Fenaban não apresenta índice e negociação continua nesta terça-feira (25)
A nova rodada da negociação da Campanha Nacional das
Bancárias e dos Bancários, nesta segunda-feira (24), começou com a Federação
Nacional dos Bancos (Fenaban) atacando a paralisação nacional da categoria do
dia 20 de agosto e a organização sindical.
Além de não apresentar proposta às cláusulas econômicas, a Fenaban tentou
impedir na Justiça a paralisação nacional, por meio de uma liminar que foi
negada pelo Tribunal Regional do Trabalho da 10ª Região (TRT-10). Na rodada
anterior de negociação, 18 de agosto, os bancos já haviam tentado impedir a
paralisação, afirmando que só continuariam na mesa se a categoria desistisse do
movimento aprovado por 90% nas assembleias.
“Foi exatamente pela falta de proposta e pelo adiamento das negociações
econômicas que a paralisação aconteceu, com boa adesão em todo o país. Os
bancos tiveram tempo suficiente para construir uma proposta, mas foram adiando
essa discussão. A mobilização dos trabalhadores é consequência da postura da
Fenaban”, completou Juvandia Moreira, coordenadora do Comando Nacional.

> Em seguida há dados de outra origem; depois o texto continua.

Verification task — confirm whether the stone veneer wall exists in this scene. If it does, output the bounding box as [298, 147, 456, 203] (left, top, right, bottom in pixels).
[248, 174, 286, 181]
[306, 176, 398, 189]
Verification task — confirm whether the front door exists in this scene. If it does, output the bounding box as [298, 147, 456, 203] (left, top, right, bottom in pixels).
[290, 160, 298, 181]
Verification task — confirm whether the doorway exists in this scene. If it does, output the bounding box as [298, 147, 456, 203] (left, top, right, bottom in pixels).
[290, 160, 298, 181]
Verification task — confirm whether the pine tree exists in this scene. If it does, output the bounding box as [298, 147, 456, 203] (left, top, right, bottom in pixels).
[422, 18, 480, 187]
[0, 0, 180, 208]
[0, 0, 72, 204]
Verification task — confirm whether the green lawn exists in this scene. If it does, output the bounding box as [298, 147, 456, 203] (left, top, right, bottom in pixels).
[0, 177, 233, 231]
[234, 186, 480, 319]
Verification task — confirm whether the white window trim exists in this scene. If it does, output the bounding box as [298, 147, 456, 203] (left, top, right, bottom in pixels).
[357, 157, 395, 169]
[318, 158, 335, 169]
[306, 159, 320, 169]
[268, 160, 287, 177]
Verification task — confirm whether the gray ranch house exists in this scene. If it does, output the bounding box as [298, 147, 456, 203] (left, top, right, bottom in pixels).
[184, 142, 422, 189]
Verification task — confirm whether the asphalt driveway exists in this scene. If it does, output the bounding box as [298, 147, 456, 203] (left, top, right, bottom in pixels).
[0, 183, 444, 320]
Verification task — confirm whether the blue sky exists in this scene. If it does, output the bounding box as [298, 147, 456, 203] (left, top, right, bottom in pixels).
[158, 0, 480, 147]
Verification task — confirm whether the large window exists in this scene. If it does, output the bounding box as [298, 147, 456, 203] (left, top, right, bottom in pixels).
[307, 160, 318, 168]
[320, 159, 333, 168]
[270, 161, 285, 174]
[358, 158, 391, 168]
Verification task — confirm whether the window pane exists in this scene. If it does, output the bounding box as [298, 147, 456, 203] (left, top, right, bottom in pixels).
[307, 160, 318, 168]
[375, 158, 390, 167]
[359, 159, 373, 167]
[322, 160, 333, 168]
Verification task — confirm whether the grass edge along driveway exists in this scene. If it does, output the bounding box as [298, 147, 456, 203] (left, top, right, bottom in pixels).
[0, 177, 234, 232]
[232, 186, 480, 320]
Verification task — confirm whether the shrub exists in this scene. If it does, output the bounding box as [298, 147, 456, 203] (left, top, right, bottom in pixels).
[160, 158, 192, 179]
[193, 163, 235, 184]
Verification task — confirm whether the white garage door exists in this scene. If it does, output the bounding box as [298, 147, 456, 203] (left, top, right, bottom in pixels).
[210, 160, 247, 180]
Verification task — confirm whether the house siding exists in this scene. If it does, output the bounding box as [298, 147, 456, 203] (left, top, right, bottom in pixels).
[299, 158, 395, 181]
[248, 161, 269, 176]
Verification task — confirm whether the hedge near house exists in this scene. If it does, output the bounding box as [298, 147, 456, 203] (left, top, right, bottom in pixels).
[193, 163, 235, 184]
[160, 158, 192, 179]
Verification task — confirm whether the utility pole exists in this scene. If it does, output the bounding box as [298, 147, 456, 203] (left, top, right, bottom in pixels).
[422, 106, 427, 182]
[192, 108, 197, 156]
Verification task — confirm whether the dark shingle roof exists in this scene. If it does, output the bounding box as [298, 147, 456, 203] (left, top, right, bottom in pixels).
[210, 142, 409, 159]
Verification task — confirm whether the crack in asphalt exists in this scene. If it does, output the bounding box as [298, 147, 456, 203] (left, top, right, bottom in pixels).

A dirigente registrou ainda que, pela primeira vez, dentro de uma campanha
salarial, a Fenaban recorreu à Justiça para tentar suspender atividades de
paralisação e mobilização da categoria. Os banqueiros também questionaram que
nunca, antes, houve uma paralisação de 24h, durante as negociações.
“Essa alegação não procede, basta uma rápida pesquisa para constatar que as
paralisações são recorrentes no movimento sindical bancário. Além disso, as
atividades deste 20 de agosto, não se tratavam de greves. Foram atividades de
diálogo e mobilização com os trabalhadores em todo o país. Se entraram com uma
ação para tentar impedir a paralisação, é porque ela teve impacto”, avaliou
Juvandia.
O Comando Nacional apontou ainda que, comparada às campanhas anteriores, a Fenaban
está muito atrasada na apresentação de proposta de reajuste. Em 2018, a
primeira proposta foi apresentada em 7 de agosto; em 2020, em 18 de agosto; em
2022, em 19 de agosto; e, em 2024, em 21 de agosto.
“Estamos no dia 24 de agosto, há exatos sete dias do limite de validade da
atual Convenção Coletiva de Trabalho (CCT) sem proposta de índice que impactam
em todas as cláusulas econômicas, de reajuste salarial e melhorias nas demais
verbas, como PLR, vales refeição e alimentação e piso”, explicou Juvandia.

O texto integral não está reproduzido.